July 16, 2016.
After #Chango we crossed a bridge over the #Spiti and then took a wide turn to the right, intending to drive straight through to #Sumdo since we were keen to get #Tabo after a planned detour. But then, I looked up and saw a series of caves sort of suspended above us as we sped past.
I hollered, Parvinder braked gently, the Xylo came to a halt, I got out and ran back and started climbing. First upright on my feet, then with the support of my hands, and then again upright. I was up to the caves in 10 minutes and I stood there looking down at the road and the river and the mountains across, catching my breath and imagining what it must have been like hundreds of years ago (maybe thousands) when people may have lived in these caves.
There was a series of caves with the largest towards the left, a set of smaller caves in the middle and then another slightly larger one on the right. The mountain is gravel, pebbles, grey soil, dust, and rock – you have to watch your step and tread carefully and confidently to stay upright.

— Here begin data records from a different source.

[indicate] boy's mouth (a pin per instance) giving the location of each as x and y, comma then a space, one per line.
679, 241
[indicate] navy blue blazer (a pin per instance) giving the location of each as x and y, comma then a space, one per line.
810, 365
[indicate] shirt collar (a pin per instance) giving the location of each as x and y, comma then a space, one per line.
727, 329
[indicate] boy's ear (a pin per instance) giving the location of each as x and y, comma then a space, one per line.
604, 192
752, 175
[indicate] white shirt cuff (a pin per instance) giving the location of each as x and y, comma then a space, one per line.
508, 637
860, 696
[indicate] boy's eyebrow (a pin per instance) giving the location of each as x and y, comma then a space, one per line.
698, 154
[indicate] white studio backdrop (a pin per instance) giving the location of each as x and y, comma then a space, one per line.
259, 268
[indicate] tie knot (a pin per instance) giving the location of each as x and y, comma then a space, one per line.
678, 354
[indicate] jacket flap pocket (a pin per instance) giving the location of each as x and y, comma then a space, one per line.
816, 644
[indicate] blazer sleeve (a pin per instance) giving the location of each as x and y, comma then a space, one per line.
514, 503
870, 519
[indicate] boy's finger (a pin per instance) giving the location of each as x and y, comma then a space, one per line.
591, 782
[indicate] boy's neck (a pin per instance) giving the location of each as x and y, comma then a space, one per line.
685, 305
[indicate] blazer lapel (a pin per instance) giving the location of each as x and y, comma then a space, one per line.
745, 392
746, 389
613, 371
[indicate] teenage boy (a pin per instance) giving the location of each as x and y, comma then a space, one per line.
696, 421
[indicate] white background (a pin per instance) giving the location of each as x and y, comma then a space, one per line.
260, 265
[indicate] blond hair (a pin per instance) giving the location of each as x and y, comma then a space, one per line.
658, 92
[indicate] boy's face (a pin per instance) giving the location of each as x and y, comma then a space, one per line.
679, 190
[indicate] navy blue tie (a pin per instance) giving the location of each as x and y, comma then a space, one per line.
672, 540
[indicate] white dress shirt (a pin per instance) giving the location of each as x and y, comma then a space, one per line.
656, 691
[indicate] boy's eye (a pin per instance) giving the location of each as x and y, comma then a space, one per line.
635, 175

The caves are dug into the mountain, and have enough space for living, sleeping two maybe three in the smaller caves, and five to six in the bigger ones. The local people seem to be using the caves for storing grass and hay for their animals. Some of the caves have a door and locks.
It was an exciting climb and ‘discovery’ but I couldn’t get any accurate or concrete information on how old the caves might be or if there was any known history.
Parvinder was aware of the caves since he has travelled this way several times but didn’t know much about them nor had he stopped here before. And for once, The Wayfarer and Kaushal were also hunting information.
I made a note (to myself) to return to Shialkhar and see if I could find some tales and information from the sarpanch and other members of the village.